To put it simply, the chances that an LLM will output the same result every time given the same input is low. The LLM does not operate deterministically, unlike the manufacturing robot who will output the same door panel every single time. Or as ChatGPT put it:
> The likelihood of an LLM like ChatGPT generating the exact same code for the same prompt multiple times is generally low.
For any given seed value, the output of an LLM will be identical- it is deterministic. You can try this at home with Llama.cpp by specifying a seed value when you load a LLM, and then seeing that for a given input the output will always be the same. Of course there may be some exceptions (cosmic ray bit flips). Also, if you are only using online models, you can't set the seed value, plus there are multiple models, so multiple seeds. In summary, LLMs are deterministic.
> the process an LLM uses to generate code based on an input is definitely not entirely deterministic
Technically correct is the least useful kind of correct when it's wrong in practice. And in practice the process AI coding tools use to generate code is not deterministic which is what matters. To make matters worse in the comparison with a manufacturing robot, even the input is never the same. While a robot get the exact command for a specific motion and the exact same piece of sheet metal, in the same position, a coding AI is asked to work with varied inputs and on varied pieces of code.
Even stamping metal could be called "non-deterministic" since there are guaranteed variations, just within determined tolerances. Does anyone define tolerances for generated code?
That's why the comparison shows a lack of understanding of either of the systems.
I don't really understand your point.
An LLM is loaded with a seed value, which is a number. The number may be chosen through some pseudo- or random process, or specified manually. For any given seed value, say 80085, the LLM will always and exactly generate the same tokens. It is not like stamped sheet metal, because it is digital information not matter. Say you load up R1, and give it a seed value of 80085, then say "hi" to the model. The model will output the exact same response, to the bit, same letters, same words, same punctuation, same order. Deterministic.

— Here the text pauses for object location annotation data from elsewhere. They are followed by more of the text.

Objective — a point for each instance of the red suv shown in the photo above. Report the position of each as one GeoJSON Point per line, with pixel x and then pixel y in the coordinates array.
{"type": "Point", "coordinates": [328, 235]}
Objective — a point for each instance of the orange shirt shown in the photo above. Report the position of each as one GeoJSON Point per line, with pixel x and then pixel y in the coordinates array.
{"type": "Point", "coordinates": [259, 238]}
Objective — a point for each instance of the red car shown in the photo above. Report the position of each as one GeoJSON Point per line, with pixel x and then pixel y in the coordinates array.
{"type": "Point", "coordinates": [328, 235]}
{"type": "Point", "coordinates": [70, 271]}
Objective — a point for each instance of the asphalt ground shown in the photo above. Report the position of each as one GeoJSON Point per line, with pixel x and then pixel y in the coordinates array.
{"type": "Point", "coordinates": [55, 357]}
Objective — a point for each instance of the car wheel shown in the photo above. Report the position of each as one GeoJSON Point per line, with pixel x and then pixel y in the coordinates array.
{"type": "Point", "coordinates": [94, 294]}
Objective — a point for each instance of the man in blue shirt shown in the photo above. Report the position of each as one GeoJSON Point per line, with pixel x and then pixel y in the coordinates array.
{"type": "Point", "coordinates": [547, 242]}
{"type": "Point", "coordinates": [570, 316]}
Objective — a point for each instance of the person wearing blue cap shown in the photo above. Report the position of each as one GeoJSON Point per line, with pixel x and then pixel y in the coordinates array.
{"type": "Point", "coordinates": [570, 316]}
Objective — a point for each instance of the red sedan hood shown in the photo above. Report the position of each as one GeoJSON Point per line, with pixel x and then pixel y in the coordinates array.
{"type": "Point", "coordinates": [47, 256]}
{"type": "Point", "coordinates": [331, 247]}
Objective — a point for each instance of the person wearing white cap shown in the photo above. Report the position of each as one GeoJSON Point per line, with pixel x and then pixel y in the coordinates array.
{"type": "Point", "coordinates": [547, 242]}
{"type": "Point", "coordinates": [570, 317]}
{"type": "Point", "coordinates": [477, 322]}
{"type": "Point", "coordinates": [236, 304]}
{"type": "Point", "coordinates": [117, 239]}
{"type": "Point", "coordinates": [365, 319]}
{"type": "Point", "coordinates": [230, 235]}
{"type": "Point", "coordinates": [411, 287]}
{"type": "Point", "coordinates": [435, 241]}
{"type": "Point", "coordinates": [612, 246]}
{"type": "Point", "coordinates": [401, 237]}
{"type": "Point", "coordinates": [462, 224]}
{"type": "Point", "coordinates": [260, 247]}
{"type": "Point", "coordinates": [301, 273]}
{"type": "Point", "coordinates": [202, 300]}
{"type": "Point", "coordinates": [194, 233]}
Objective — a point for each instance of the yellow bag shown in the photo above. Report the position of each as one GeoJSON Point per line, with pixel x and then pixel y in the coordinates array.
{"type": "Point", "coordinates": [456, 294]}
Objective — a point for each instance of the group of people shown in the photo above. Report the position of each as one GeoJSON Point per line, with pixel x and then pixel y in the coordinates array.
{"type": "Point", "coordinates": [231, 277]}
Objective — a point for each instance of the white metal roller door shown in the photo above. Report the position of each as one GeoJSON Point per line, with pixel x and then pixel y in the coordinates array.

There is no way you can say that an LLM is non-deterministic, because that would be WRONG.
I feel this is technically correct but intentionally cheating. no one - including the model creators - expects that to be the interface; it undermines they entire value proposition of using an LLM in the first place if I need to engineer the inputs to ensure reproducability. I'd love to hear some real world scenarios that do this where it wouldn't be simpler to NOT use AI.
When should a model's output be deterministic?
When should a model's output be non-deterministic?
When many humans interact with the same model, then maybe the model should try different seed values, and make measurements.
When model interaction is limited to a single human, then maybe the model should try different seed values, and make measurements.
The robot operates deterministically, it has a fixed input and a fixed output. This is what makes it reliable.
Your “AI coder” is nothing like that. It’s non deterministic on its best day, and it gets everything thrown at it so even more of a coin toss. This seriously undermines any expectation of reliability.
The guy’s comparison shows a lack of understanding of either of the systems.